Before I became explicitly aware of my own positioning in society, going to the theatre was a treat. It was an experience that made me feel special. One where class structures and racial difference didn’t appear to matter, as essentially, we, the audience, were simply watching a play. Yet, once the relationship between the colour of my skin and the way I was treated emerged, I realised that certain demographics are made to feel more comfortable than others. I learnt that the discriminative hierarchies of society didn’t disappear in the theatre environment.

…just because someone opens the door, it doesn’t mean that the room will be as welcoming.

As productions by Black artists steadily began to find themselves in predominantly ‘white’ spaces, I felt like my luck was about to change. No longer would I have to yearn for a narrative that I could relate to, without having to put myself in someone else’s shoes. No longer would I have to scour the audience for people who looked like me, because Black audiences will come, right?

Going back to my experience of watching Nine Night at the National Theatre, I remember feeling a two-tiered sense of consciousness. On one level, I was excited and proud to see a depiction of my Caribbean lived experience being centre stage. On the other, I was aware that I was at the National Theatre and made up a small minority of Black audience members. Despite the connection I had to the play, my societal anxieties surfaced, so much so, that at the beginning of the show, I found myself too embarrassed to laugh. As the play ensued, I questioned whether the majority of the audience would understand the humour and appreciate the play’s authenticity. Were they here to learn or here to sneer at us, and to what extent does the play influence their perception of Black Caribbeans? Had I not gone with a group of friends, I am sure that I would’ve felt even more so on the outside looking in, on a play that almost felt like home.
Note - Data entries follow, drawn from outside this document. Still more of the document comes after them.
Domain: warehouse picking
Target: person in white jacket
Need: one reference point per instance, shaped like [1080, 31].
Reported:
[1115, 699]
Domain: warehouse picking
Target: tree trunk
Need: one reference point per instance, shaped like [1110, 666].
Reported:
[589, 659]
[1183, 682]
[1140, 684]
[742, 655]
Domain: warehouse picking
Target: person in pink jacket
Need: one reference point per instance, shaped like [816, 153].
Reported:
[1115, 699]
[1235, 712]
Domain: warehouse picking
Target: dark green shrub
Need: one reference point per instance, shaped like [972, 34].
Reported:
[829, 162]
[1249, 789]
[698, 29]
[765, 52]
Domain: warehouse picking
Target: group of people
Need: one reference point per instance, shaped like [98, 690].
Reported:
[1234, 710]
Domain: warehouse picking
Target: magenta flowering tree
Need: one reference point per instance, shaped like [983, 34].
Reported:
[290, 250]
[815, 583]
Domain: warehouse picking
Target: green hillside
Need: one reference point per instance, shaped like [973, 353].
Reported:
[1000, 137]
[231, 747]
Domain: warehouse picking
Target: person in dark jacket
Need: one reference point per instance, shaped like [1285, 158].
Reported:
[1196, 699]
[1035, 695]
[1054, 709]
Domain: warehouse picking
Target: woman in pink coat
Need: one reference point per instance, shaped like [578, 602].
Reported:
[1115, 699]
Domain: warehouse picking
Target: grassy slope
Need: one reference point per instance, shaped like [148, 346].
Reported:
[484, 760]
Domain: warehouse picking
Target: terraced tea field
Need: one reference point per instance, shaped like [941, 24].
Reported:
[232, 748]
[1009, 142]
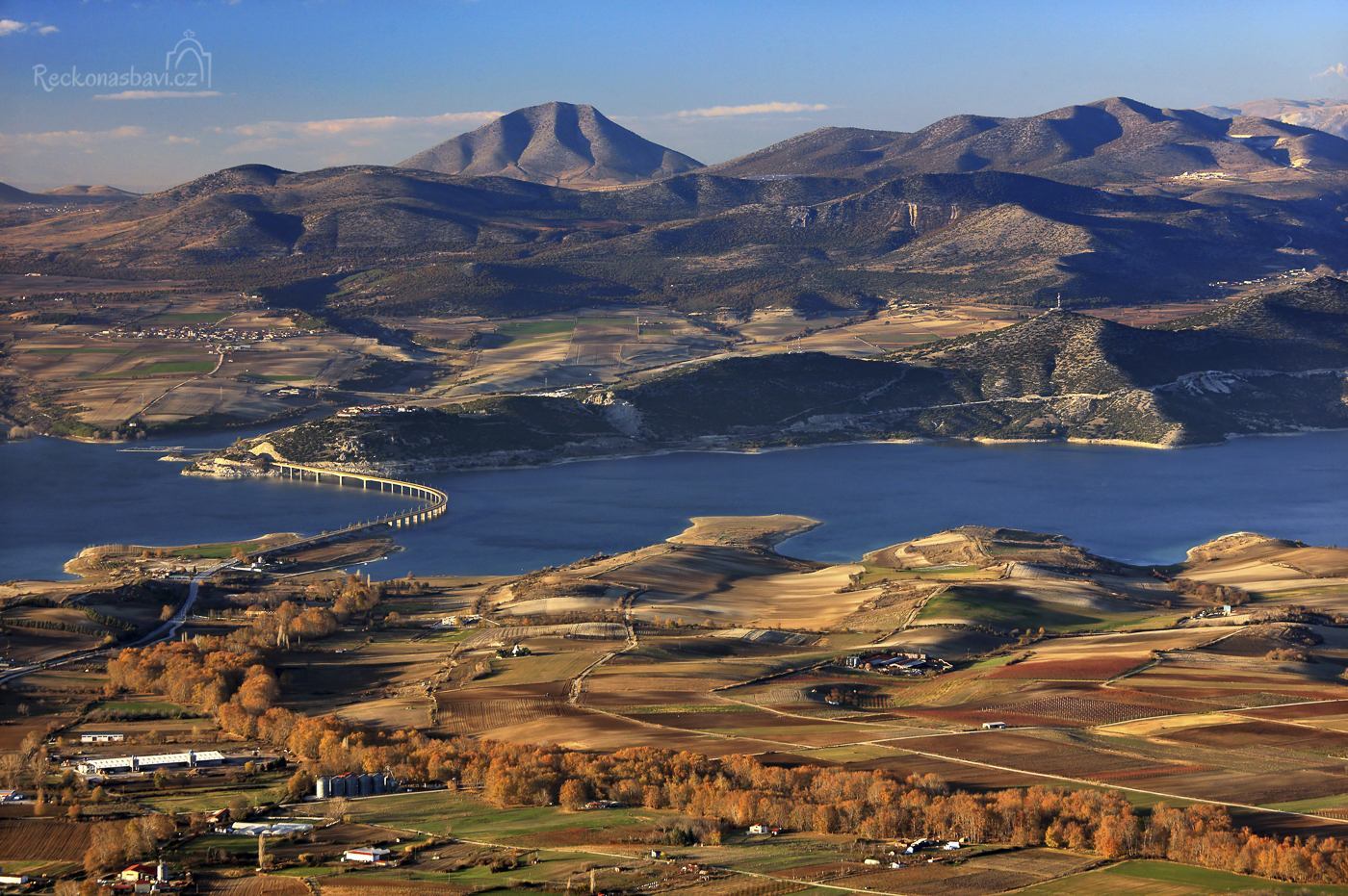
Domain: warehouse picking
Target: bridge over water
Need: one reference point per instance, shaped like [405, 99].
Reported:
[433, 501]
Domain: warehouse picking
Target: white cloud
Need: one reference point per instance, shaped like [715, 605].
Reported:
[10, 26]
[754, 108]
[158, 94]
[67, 139]
[354, 127]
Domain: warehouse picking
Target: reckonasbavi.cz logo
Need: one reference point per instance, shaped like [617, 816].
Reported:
[186, 67]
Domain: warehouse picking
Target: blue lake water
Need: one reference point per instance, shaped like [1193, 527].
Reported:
[1135, 504]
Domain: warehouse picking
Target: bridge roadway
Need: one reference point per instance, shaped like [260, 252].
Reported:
[434, 501]
[434, 504]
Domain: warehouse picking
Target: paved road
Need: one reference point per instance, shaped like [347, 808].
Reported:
[166, 630]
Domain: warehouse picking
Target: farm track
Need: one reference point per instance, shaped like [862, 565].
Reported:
[1111, 785]
[718, 868]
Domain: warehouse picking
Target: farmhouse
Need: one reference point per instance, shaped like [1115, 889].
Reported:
[127, 764]
[371, 855]
[896, 663]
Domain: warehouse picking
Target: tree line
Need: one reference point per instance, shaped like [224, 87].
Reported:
[235, 684]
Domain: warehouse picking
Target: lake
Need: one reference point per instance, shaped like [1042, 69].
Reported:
[1134, 504]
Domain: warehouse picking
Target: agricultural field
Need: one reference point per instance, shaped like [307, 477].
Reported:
[98, 359]
[1169, 879]
[974, 659]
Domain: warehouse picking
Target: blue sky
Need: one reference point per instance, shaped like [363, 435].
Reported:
[317, 83]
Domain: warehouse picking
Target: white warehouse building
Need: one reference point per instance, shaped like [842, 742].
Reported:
[127, 764]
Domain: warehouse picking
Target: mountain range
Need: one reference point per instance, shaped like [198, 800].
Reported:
[557, 143]
[1263, 364]
[1107, 202]
[1111, 141]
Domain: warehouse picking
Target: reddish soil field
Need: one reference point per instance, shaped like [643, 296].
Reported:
[1085, 710]
[970, 883]
[1084, 670]
[1304, 710]
[1030, 754]
[255, 885]
[1250, 787]
[43, 838]
[359, 885]
[1263, 734]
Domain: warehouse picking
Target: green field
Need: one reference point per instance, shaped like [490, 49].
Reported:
[445, 812]
[77, 349]
[158, 368]
[141, 709]
[521, 330]
[219, 551]
[189, 317]
[997, 608]
[1168, 879]
[260, 791]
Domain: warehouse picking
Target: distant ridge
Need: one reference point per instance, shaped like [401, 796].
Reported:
[1114, 141]
[1330, 116]
[558, 144]
[97, 192]
[13, 195]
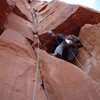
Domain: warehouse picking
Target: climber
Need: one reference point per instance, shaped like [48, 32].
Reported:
[61, 42]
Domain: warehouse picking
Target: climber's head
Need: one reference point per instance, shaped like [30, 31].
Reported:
[51, 34]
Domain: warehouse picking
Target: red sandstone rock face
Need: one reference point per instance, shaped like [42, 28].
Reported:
[61, 79]
[20, 25]
[66, 81]
[89, 56]
[65, 18]
[17, 68]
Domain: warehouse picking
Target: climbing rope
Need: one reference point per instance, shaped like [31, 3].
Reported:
[36, 73]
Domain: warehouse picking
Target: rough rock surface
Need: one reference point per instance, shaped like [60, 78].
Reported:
[17, 68]
[57, 79]
[66, 81]
[20, 25]
[89, 56]
[4, 11]
[65, 18]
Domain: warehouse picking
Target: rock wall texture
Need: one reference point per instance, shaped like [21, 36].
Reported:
[4, 11]
[90, 54]
[57, 79]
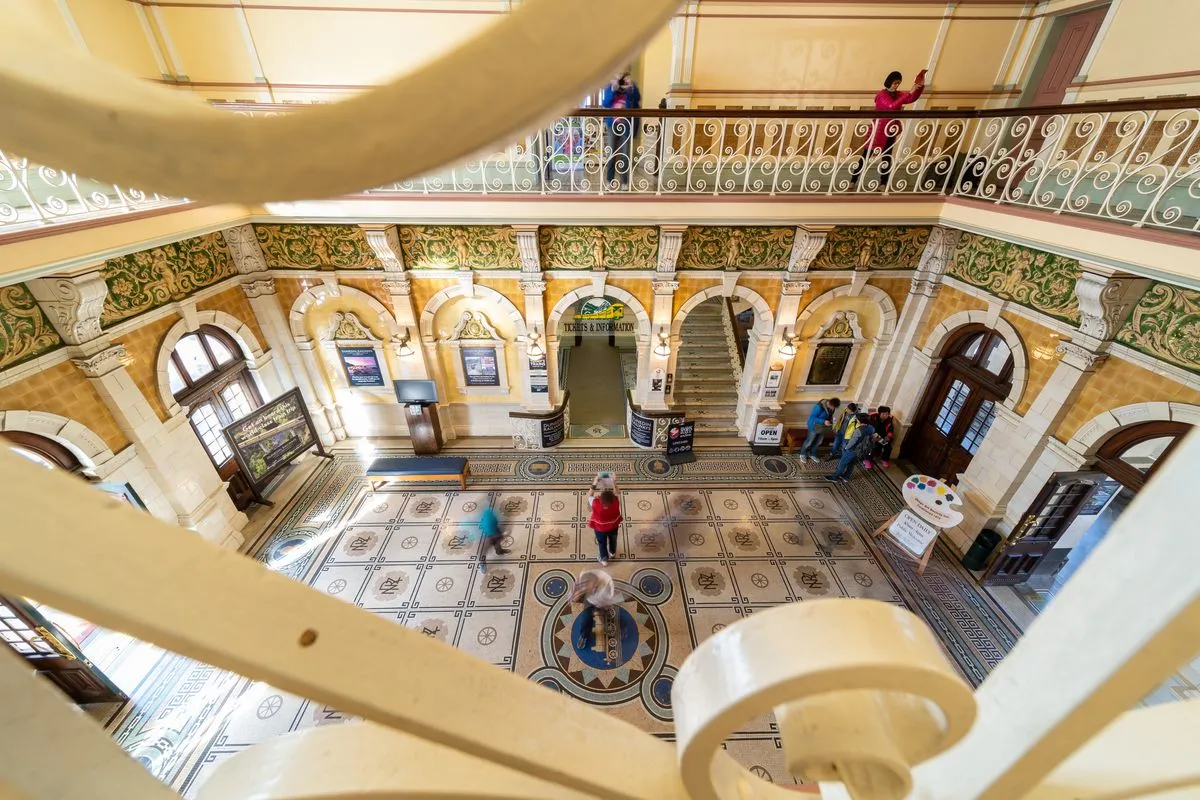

Alternatively, my experience of watching J’ouvert at the Theatre 503 was one of the best I have had to date. Not only was the story one that spoke to me culturally, but I finally felt comfortable in a theatre space. Was it due to the subject of the play, or was it because I was no longer a part of the minority group of audience members? There are many factors to consider when addressing the issue of comfortability, none of which takes away from the accomplishments of the Black playwrights and artists who have brought these authentic pieces of storytelling to the mainstream. Nevertheless, a question mark still lingers over the matter of how to make Black audiences feel welcome in theatre spaces.

You could argue that in order to encourage more Black people to go to predominantly ‘white’ theatre spaces, more art by Black creatives should be produced in these theatre institutions. Hypothetically speaking, through making the programming of a theatre more ethnically and culturally inclusive, the demographic of the audience would begin to reflect that, but how do we achieve this? I guess, the first step would be to make work by Black artists, appeal to these ‘white’ institutions and their subsequent audiences. Would that make the theatre seem more welcoming?

Last weekend, I attended the first ever Global Black Voices production from the Global Voices Theatre company, at the Roundhouse. The evening consisted of excerpts from six plays, written by international Black playwrights from outside the UK. The themes addressed, included marriage, sexuality, queerness, identity and religion, with each play ranging temporally. Following the excerpts, was a panel discussion led by journalist and writer Bridget Minamore, who was joined by Inua Ellams (Barber Shop Chronicles and founder of the Midnight Run), Jasmine Lee-Jones (Seven Methods of Killing Kylie Jenner) and Sophia A. Jackson (founder of www.afridiziak.com).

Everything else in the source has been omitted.